Now I want an anime based off this trailer and game
This game never fails to make me feel the feels
Watching this after playing the whole game is so emotional, makes me shed a little tear
This needs to be a movie tbh
Still waiting for when I can get this game . I want it so bad 😭
Thank you so much, Thunder Lotus team, for this wonderful game. It took my breath away when I first played it and left me crying like a baby today as I finished it.

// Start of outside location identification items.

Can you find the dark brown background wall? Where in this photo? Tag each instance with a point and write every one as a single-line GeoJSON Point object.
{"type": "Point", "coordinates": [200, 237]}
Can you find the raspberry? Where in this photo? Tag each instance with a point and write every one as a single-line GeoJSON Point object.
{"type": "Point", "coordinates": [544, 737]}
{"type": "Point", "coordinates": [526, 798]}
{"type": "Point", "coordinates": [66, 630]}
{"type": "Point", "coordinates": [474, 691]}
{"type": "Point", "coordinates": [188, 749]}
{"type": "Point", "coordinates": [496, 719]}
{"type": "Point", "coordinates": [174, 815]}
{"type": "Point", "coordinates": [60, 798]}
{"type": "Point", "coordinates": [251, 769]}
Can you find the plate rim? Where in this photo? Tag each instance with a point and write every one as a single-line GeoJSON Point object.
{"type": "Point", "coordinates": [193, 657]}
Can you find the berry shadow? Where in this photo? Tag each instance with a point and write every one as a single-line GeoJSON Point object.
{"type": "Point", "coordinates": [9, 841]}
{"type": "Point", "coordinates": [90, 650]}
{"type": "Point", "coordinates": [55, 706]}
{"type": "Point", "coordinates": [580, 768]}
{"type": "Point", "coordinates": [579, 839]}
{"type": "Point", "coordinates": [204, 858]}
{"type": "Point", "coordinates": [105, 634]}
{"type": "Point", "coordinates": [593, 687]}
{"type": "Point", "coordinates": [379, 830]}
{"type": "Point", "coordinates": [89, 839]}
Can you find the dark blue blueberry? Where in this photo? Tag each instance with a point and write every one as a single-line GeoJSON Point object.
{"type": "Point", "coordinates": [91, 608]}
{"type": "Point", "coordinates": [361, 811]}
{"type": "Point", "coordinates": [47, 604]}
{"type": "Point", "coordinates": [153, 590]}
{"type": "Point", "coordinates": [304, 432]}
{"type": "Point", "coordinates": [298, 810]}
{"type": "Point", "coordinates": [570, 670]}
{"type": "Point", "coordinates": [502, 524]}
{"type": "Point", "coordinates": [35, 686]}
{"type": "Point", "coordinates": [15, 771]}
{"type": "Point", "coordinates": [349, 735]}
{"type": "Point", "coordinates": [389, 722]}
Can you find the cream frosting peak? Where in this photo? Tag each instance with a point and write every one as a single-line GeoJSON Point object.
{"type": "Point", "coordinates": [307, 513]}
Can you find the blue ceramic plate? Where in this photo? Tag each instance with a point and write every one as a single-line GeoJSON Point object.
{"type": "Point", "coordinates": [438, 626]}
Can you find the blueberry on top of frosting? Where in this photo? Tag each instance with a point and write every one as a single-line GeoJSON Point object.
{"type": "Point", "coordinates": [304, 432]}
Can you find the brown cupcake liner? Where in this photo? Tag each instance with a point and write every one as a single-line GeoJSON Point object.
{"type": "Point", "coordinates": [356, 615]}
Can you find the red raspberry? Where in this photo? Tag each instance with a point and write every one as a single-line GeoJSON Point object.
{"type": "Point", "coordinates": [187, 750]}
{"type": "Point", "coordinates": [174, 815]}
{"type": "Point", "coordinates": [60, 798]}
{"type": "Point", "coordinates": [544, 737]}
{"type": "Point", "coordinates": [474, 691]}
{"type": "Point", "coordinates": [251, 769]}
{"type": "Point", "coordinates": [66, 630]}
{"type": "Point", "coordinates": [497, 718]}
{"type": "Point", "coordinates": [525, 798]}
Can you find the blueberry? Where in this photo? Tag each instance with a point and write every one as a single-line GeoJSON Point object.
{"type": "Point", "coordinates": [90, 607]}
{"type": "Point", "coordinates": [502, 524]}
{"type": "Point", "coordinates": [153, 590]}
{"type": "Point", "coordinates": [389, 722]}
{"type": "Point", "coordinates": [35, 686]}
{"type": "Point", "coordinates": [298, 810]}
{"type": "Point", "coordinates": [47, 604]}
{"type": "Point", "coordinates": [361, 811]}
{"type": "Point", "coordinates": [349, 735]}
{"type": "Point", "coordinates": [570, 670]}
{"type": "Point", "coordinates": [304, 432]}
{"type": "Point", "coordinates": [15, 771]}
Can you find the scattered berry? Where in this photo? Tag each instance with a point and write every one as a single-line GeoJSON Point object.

I can't thank you guys enough. This game was a masterpiece and I can't recommend more highly.
I cried too playing this game and really love the song
It's not often a trailer makes you cry, but this hit me hard.
I have played so many games and never has a game made me cry this much. ❤️ It has so much heart and I love it. I'm happy I finally finished it.
The tears are real~ ;u;
I have been playing this game and god its so beautiful. Goodbye never means goodbye with a love one 😭❤️
I don't know how to put it any better than I will now but this game hit home. In so many ways. I cried my heart out in both happiness and sadness. It felt like a personal journey through Stella. Anyone on the fence give it a chance but take it slow and easy. Patience is something you will need plenty of and I feel like it's even like a testament to life itself.
Before I played the game it was the song that touched me the most in this trailer. Now while I'm in the middle of the game everything touches me about this video, after I know how much of personality was placed in each of those cute and loveable characters... It would be really cool if a movie could be made out of this enchanting story.
Man I would really like if this could become a animated series ❤
YALL SPRIT FARER IS THE BEST THIS GAME IS SO WELL DONE MOSTLY SOME GAMES ARE NOT THAT GOOD!!!
Incredible trailer for an incredible game :)
WHY AM I CRYING OVER THIS JUHYGTFRD
Oh great. Spiritfarer makes me cry, yet again T_T
J'ai terminé le jeu hier et j'ai pleuré... Je pleur encore aujourd'hui. C'est vraiment magnifique. Bravo.